Osodeke thumbed down the federal government for its currency re-design project that has put average Nigerians in excruciating pains.
For the majority hapless and helpless Nigerians, the business of existence has become nightmarish with the implementation of the illconceived currency re-design policy.
“On a daily basis, ordinary citizens are confronted with a gruesome sense of abandonment by federal, state and local authorities whose primary responsibilities are security and welfare of the citizens. Poverty, hunger, diseases and sundry existential challenges have become daily companions of the citizenry.
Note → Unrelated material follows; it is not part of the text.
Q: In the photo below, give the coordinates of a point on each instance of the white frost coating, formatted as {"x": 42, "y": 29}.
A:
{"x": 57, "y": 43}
Meanwhile, political elites carry on as if they have lost every idea about organising and running a decent society for the benefit of all. The country, no doubt, is in dire need of focused leadership that will restore order and inject life into a nation desperately gasping for breath.”
Osodeke said participation in the upcoming elections was a moral duty for all Nigerians, adding that “to change the narratives of ballot stuffing and snatching, thuggery, vote-buying and other electoral ills of the past, all hands must be on deck.